I guess that the way I approach this issue is as follows: I myself don’t really keep Christmas, since I am usually alone on that day. But I don’t have a big problem when others observe it (not that their actions are my business in the first place). God dislikes pagan customs that compromise his character, such as child sacrifice or orgies in worship. But I don’t think he stresses out when people set aside a day to fellowship and honor Christ’s birth, assuming that they are indeed doing that in their celebration of Christmas (rather than being materialistic). Christmas is a time to think about certain virtues, such as generosity. But we should be generous throughout the year, not only on Christmas.

So these are my Christmas reflections. Maybe I’ll have more after watching A Christmas Story–I will have to see. Happy holidays!

Madeleine L’ Engle (November 29, 1918-September 6, 2007)

I never finished Madeleine L’ Engle’s Wrinkle in Time. The first book of hers that I encountered was not even in that series: it was about a shy girl at a new school, and that drew me because you usually do not see shy people as the main characters of books or movies. But, overall, I had difficulty getting into her fiction.

But her Genesis Trilogy knocked my socks off. It was my spiritual food during my second and third years at Harvard. Basically, these three books were her ruminations on the Book of Genesis. But that was not all. She loved to go on tangents, talking about her day-to-day life, current events, her thoughts on God, and her late husband, who played a doctor on the soap All My Children. She was probably the most open author whom I have ever read. She shared her struggles to live a Christian life and to become a better person. Like many of us, she tried to love the unloveable and value everyone as God does. And, like me, she wrestled with shyness. I remember her story about her first lecture and how she literally grabbed the podium throughout her speech. But she eventually concluded that her shyness was a form of selfishness. I am not sure if I would totally apply that to myself, but I should think about the extent to which the shoe fits.

The first book of the Genesis Trilogy that I read was about the Joseph story.
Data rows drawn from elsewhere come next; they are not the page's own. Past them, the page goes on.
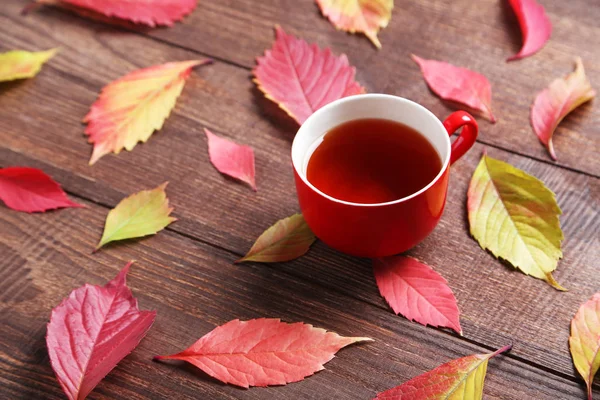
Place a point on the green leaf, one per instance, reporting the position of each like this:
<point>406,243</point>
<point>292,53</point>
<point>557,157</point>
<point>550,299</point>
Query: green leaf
<point>141,214</point>
<point>289,238</point>
<point>516,217</point>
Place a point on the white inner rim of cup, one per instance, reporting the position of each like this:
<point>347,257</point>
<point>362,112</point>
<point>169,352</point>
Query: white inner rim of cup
<point>381,106</point>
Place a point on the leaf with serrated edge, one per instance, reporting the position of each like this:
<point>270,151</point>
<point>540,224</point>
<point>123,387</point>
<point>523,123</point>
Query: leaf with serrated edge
<point>31,190</point>
<point>516,217</point>
<point>231,159</point>
<point>554,103</point>
<point>585,340</point>
<point>263,352</point>
<point>288,239</point>
<point>462,378</point>
<point>131,108</point>
<point>302,78</point>
<point>20,64</point>
<point>535,26</point>
<point>141,214</point>
<point>147,12</point>
<point>416,291</point>
<point>364,16</point>
<point>91,331</point>
<point>458,85</point>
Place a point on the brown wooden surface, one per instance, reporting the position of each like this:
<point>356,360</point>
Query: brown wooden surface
<point>186,272</point>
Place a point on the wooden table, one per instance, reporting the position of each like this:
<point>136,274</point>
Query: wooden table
<point>186,272</point>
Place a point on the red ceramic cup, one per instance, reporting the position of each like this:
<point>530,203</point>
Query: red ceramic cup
<point>384,229</point>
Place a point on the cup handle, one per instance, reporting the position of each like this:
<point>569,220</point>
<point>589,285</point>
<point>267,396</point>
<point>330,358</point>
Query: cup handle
<point>467,137</point>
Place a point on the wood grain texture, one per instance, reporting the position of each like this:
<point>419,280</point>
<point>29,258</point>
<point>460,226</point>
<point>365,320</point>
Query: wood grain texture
<point>479,37</point>
<point>194,288</point>
<point>43,257</point>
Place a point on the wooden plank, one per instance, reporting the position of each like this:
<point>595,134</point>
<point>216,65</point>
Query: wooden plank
<point>194,288</point>
<point>480,38</point>
<point>48,134</point>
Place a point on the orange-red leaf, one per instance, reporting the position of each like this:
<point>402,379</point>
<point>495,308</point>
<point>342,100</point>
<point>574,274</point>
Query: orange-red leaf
<point>231,158</point>
<point>462,379</point>
<point>288,239</point>
<point>416,291</point>
<point>458,85</point>
<point>559,99</point>
<point>263,352</point>
<point>147,12</point>
<point>584,341</point>
<point>535,26</point>
<point>302,78</point>
<point>365,16</point>
<point>131,108</point>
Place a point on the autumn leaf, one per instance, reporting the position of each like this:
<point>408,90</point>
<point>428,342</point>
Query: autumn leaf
<point>288,239</point>
<point>302,78</point>
<point>416,291</point>
<point>557,101</point>
<point>231,158</point>
<point>459,85</point>
<point>365,16</point>
<point>147,12</point>
<point>516,217</point>
<point>535,26</point>
<point>91,331</point>
<point>462,378</point>
<point>131,108</point>
<point>263,352</point>
<point>20,64</point>
<point>31,190</point>
<point>141,214</point>
<point>585,340</point>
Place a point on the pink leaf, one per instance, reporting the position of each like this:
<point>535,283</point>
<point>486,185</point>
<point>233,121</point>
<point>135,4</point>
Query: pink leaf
<point>554,103</point>
<point>535,26</point>
<point>302,78</point>
<point>263,352</point>
<point>459,85</point>
<point>416,291</point>
<point>231,159</point>
<point>147,12</point>
<point>91,331</point>
<point>31,190</point>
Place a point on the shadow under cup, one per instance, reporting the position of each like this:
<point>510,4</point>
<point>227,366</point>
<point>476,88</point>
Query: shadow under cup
<point>371,230</point>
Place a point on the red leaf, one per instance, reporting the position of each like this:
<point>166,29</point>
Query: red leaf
<point>302,78</point>
<point>555,102</point>
<point>231,159</point>
<point>416,291</point>
<point>459,85</point>
<point>31,190</point>
<point>147,12</point>
<point>91,331</point>
<point>535,26</point>
<point>263,352</point>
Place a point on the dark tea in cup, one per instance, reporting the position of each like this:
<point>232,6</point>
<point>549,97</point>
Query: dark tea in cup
<point>372,161</point>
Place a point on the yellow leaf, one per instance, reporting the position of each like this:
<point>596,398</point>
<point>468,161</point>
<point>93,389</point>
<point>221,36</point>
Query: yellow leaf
<point>20,64</point>
<point>585,340</point>
<point>131,108</point>
<point>365,16</point>
<point>516,217</point>
<point>288,239</point>
<point>141,214</point>
<point>460,379</point>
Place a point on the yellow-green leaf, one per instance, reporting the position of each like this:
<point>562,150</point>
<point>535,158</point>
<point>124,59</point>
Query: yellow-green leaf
<point>460,379</point>
<point>141,214</point>
<point>21,64</point>
<point>131,108</point>
<point>516,217</point>
<point>585,340</point>
<point>289,238</point>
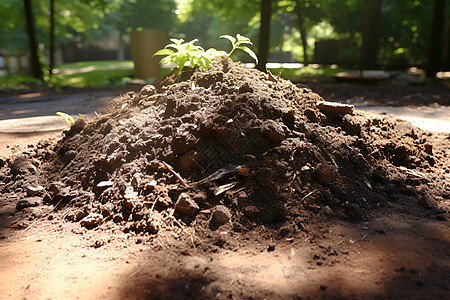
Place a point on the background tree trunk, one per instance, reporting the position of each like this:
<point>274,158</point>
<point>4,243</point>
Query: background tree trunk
<point>301,28</point>
<point>52,37</point>
<point>436,37</point>
<point>264,34</point>
<point>34,59</point>
<point>371,34</point>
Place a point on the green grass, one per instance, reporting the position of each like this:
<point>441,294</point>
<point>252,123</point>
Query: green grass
<point>19,82</point>
<point>92,79</point>
<point>97,64</point>
<point>117,73</point>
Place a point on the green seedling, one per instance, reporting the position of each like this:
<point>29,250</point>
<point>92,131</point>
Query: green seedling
<point>237,43</point>
<point>67,117</point>
<point>189,55</point>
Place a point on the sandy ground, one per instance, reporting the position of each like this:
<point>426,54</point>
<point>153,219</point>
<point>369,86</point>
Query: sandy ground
<point>388,256</point>
<point>392,254</point>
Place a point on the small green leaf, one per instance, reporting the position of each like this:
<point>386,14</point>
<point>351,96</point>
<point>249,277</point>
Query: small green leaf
<point>251,53</point>
<point>164,52</point>
<point>228,37</point>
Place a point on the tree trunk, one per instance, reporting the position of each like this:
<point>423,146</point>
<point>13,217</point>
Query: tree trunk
<point>437,31</point>
<point>371,34</point>
<point>52,37</point>
<point>301,27</point>
<point>34,59</point>
<point>264,34</point>
<point>121,47</point>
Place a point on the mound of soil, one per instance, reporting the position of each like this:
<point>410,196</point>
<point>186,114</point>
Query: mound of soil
<point>229,146</point>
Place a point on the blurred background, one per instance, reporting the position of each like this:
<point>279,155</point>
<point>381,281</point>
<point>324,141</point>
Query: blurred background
<point>83,43</point>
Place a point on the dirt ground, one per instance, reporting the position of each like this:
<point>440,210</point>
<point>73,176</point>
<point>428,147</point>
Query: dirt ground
<point>278,244</point>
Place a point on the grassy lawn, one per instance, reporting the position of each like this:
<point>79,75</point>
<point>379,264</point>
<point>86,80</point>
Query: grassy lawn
<point>117,73</point>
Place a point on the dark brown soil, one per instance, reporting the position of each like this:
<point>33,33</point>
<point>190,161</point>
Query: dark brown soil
<point>233,160</point>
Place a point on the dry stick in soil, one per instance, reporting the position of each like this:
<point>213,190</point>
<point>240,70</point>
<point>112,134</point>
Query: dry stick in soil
<point>183,182</point>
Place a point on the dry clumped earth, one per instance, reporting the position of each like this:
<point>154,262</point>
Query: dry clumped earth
<point>234,183</point>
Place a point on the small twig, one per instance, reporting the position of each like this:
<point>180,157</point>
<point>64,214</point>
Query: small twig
<point>183,182</point>
<point>309,194</point>
<point>151,209</point>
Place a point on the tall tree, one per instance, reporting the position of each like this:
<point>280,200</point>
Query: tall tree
<point>301,27</point>
<point>264,34</point>
<point>32,44</point>
<point>371,34</point>
<point>436,37</point>
<point>52,36</point>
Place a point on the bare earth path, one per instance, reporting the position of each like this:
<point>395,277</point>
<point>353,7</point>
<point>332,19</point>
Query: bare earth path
<point>397,252</point>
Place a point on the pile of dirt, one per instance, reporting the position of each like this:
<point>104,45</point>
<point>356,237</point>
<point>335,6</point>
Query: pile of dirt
<point>228,145</point>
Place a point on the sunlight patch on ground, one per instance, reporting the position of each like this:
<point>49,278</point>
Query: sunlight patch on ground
<point>435,119</point>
What intrigued me was that she tried to write from the perspective of the characters. There was Reuben, the neglected firstborn who had a romance with Jacob’s maidservant. There was Dinah, a woman drawn to paganism who did not understand her father’s male God. There was the priest of On, who worshipped the sun and yet was intrigued by the God whom Joseph served. And there was God, who was with the characters throughout the entire journey.
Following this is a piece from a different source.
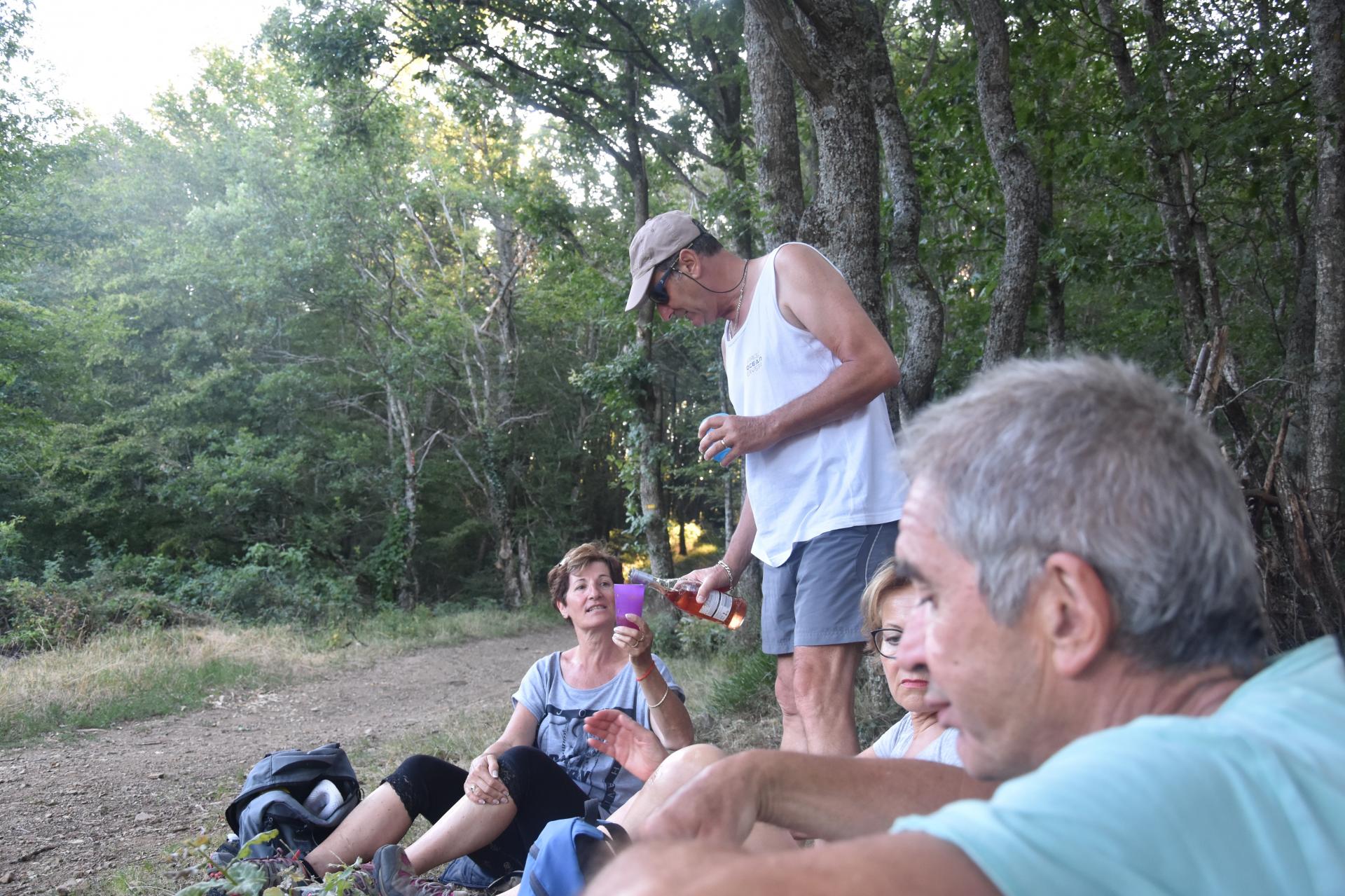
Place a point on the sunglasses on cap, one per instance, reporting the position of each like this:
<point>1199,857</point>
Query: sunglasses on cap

One part of the trilogy that often enters my mind is her comment on Gad. She was discussing the twelve sons of Jacob, and she came to Gad. She said that we do not know much about Gad, but we do know one thing: he had access to the divine logos that permeated the world. She was obviously grasping for straws–she had to say something about Gad–but she was revealing her theology: she viewed God as one who loves, binds, and has a plan for every human being, and even all creation. As her critics pointed out, she flirted with universalism, and I cannot accept such a doctrine as Scriptural. But I have problems with the conservative Christian view (or one CC view) that God is not lovingly involved in the non-Christian world.

She made me think about this issue. She related that she was talking to a group of Southern Baptists, who were grilling her on her universalism. She asked them if they were perfect, and she challenged them to make two columns: one that had Bible passages about God’s wrath, and another that had Bible passages about God’s love and mercy. She thought that the second list would outnumber the first. At the time, I was reading Ezekiel for my weekly quiet time, and my reaction to Madeleine was “Not so fast!” I think the wrath passages slightly outnumber the love passages.

Some day, I might give a Wrinkle in Time another shot. We like the books that speak to us where we are, and a book that I did not like a few years ago may speak to me in this stage of my life. But the Genesis Trilogy touched me during my Harvard years. For that, I’d like to say to Madeleine L’Engle, “Thank you.”